Just four signatures could be enough to scuttle the county’s plans to buy the former Straub International building, unless Marion city council chooses to overrule them.
A petition filed Feb. 15 opposing rezoning of the Straub parcel for governmental use included signatures of owners of four surrounding properties, the minimum needed to temporarily negate the planning and zoning board’s Feb. 2 approval.
The county’s plan to relocate road and bridge operations to the Straub property could still proceed if four of five city council members vote Monday to approve the zoning change from commercial to governmental use.
Failure to obtain the zoning change would void the county’s contract to purchase the property.
While objections voiced at the Feb. 2 meeting focused on environmental issues, petitioners raised economic objections, spelling out losses in property tax revenue and payroll opportunity lost from not recruiting a business for the property.
“I felt other businesses would have a better chance to come into Marion because of the building,” property owner Harvey Sanders said. “There’s more of a chance for a new business to come into the Straub building and pay more taxes than what the county will pay.”

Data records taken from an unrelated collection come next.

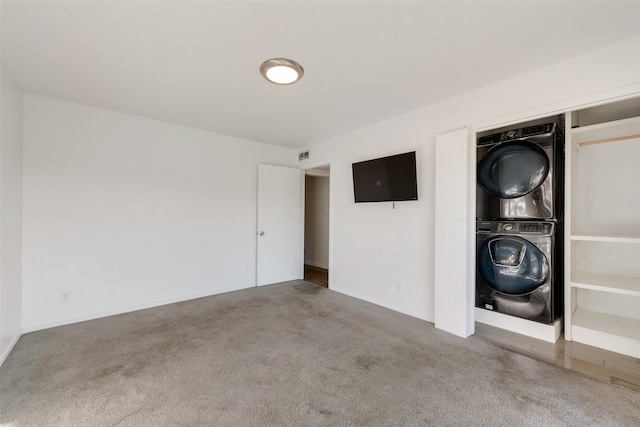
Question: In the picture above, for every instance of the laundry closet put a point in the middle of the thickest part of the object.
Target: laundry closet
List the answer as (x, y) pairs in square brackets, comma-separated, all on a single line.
[(560, 252)]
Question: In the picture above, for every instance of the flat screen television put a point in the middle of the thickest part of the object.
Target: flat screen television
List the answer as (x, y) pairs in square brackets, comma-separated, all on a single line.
[(387, 179)]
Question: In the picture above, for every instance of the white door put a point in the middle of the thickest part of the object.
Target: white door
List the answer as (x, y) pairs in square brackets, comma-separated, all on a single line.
[(453, 295), (279, 224)]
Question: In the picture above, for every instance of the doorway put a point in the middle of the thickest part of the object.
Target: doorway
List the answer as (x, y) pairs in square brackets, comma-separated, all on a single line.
[(316, 225)]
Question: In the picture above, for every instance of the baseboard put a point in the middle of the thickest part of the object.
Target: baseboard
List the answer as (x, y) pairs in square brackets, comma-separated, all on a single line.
[(381, 304), (317, 265), (9, 348), (129, 309)]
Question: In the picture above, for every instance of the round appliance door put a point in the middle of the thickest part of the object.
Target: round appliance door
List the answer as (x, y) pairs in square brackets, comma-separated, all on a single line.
[(513, 169), (512, 265)]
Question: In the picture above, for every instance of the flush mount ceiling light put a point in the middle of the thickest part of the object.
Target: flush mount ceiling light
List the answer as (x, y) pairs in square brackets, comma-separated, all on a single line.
[(281, 71)]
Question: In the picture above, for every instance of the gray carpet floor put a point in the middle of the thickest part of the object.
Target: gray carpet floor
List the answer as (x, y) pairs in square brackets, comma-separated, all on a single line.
[(291, 354)]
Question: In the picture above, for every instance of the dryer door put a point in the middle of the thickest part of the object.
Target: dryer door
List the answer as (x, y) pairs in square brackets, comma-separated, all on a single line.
[(513, 169), (512, 265)]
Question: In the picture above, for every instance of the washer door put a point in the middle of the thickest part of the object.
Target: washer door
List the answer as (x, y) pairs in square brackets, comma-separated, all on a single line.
[(512, 265), (513, 169)]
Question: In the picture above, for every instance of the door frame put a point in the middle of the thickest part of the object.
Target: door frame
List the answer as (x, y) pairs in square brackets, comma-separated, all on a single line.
[(304, 198)]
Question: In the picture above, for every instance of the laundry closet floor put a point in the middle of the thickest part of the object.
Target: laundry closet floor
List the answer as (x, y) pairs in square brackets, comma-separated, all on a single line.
[(591, 361)]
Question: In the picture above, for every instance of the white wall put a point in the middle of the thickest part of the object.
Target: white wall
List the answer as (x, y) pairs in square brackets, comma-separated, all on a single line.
[(123, 212), (10, 212), (386, 255), (316, 221)]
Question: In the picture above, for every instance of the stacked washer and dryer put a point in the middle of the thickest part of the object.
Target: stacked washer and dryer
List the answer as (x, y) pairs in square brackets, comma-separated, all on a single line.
[(519, 209)]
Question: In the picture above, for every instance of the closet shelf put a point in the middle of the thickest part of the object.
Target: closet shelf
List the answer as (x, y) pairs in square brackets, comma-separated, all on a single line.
[(602, 237), (618, 130), (606, 283), (609, 324)]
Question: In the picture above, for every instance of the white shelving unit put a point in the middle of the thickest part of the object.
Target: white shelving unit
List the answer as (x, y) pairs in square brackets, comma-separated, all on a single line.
[(602, 258)]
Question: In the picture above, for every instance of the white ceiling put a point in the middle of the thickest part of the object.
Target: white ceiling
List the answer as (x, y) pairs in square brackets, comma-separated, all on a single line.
[(197, 63)]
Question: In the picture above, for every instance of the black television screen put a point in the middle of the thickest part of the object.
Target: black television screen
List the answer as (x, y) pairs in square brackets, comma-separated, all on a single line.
[(388, 179)]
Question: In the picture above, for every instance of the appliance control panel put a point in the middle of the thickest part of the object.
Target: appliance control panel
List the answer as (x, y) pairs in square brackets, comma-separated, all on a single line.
[(515, 227), (536, 130)]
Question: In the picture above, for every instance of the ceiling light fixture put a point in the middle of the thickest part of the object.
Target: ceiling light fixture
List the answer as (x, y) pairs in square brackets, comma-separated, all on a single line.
[(281, 71)]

Annual property taxes of $16,656.90 would disappear if the county buys the parcel. Petitioners calculate losses of $5,493.86 to the city, $4,046.89 to USD 408, and $899.76 to Hospital District No. 1, and the county itself would lose $5,336.11. Additional losses of $880.28 were not detailed in the petition.

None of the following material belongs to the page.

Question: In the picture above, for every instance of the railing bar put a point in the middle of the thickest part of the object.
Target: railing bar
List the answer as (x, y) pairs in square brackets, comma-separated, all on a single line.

Another objection in the petition was that the city would forego an estimated $839,000 in wages and benefits if a business with 20 employees making $15 an hour could be recruited to occupy the property. A business with 10 such employees would bring in $419,500 in wages and benefits, petitioners claimed.
Commissioners want the Straub location as a cost-effective alternative to possible consolidation of road and bridge, noxious weed, hazardous materials collection, and transfer station operations to county property on 180th Rd., which would require extensive construction.

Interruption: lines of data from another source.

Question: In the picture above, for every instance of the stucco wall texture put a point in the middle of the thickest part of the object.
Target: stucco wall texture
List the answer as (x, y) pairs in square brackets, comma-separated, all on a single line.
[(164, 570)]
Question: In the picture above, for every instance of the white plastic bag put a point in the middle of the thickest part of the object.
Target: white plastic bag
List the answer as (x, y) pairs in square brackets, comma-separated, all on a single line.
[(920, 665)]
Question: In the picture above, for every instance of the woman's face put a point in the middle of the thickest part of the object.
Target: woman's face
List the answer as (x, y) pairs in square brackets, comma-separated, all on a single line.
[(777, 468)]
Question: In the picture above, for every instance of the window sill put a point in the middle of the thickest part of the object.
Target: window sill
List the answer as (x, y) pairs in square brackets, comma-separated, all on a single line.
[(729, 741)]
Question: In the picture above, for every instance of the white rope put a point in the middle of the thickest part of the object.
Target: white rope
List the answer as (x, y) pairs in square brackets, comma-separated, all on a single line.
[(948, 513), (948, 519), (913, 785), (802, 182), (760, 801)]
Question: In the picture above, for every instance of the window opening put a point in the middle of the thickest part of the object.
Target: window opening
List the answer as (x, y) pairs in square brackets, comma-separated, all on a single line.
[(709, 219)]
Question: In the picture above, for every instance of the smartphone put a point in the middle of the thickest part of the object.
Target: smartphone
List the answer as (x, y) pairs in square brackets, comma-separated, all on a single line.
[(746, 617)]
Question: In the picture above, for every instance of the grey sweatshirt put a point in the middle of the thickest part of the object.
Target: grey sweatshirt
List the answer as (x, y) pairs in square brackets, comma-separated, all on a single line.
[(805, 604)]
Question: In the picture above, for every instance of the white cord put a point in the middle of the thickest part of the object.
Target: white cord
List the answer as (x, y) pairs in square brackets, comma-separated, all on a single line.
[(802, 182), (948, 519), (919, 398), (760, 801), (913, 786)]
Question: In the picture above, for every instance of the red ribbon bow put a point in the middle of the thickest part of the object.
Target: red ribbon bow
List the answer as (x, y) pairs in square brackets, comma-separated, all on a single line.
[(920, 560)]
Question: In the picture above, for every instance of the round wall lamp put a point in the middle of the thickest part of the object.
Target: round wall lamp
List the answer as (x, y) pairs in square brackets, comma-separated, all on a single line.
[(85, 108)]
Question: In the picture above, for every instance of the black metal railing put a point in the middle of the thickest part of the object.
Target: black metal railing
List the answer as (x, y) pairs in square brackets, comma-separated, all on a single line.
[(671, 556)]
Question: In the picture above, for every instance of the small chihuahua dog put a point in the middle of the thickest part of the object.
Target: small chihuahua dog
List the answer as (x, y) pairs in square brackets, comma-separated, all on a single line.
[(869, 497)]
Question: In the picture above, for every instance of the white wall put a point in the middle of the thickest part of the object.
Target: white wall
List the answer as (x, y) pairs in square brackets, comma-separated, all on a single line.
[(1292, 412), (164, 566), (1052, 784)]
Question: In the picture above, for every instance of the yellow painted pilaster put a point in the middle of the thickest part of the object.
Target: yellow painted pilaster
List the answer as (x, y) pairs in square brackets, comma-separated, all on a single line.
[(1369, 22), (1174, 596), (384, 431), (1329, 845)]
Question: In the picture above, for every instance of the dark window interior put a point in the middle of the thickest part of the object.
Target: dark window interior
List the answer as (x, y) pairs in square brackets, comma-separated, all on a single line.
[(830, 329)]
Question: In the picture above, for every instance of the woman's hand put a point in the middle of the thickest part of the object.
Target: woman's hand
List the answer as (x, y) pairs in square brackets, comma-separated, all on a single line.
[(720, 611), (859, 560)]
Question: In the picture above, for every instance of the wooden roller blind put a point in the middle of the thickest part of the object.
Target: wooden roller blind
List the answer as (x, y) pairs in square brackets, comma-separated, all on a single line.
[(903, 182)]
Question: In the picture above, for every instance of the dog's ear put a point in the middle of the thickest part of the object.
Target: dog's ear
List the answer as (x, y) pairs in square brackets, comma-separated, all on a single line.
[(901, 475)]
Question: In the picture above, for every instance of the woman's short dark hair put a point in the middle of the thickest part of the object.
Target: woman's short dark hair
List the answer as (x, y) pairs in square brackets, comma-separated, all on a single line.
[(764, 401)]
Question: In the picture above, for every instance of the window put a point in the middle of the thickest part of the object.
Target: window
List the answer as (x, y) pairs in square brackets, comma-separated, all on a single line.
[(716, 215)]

Proposals to move hazardous materials and transfer station operations to the Straub site were axed by planning and zoning board prior to approving the proposed zoning change.
At their last meeting, city council members denied the county’s request for a special meeting to speed up the approval process by choosing not to put it to a vote.
The opposition petition was filed two days later, including qualifying signatures from Sanders, Kevin and Tina Steele, Barry and Wendy Mai, and Dick and Margie Schwartz. Fifteen other property owners were eligible to sign, but whether they were contacted about it or not is was undetermined as of press time.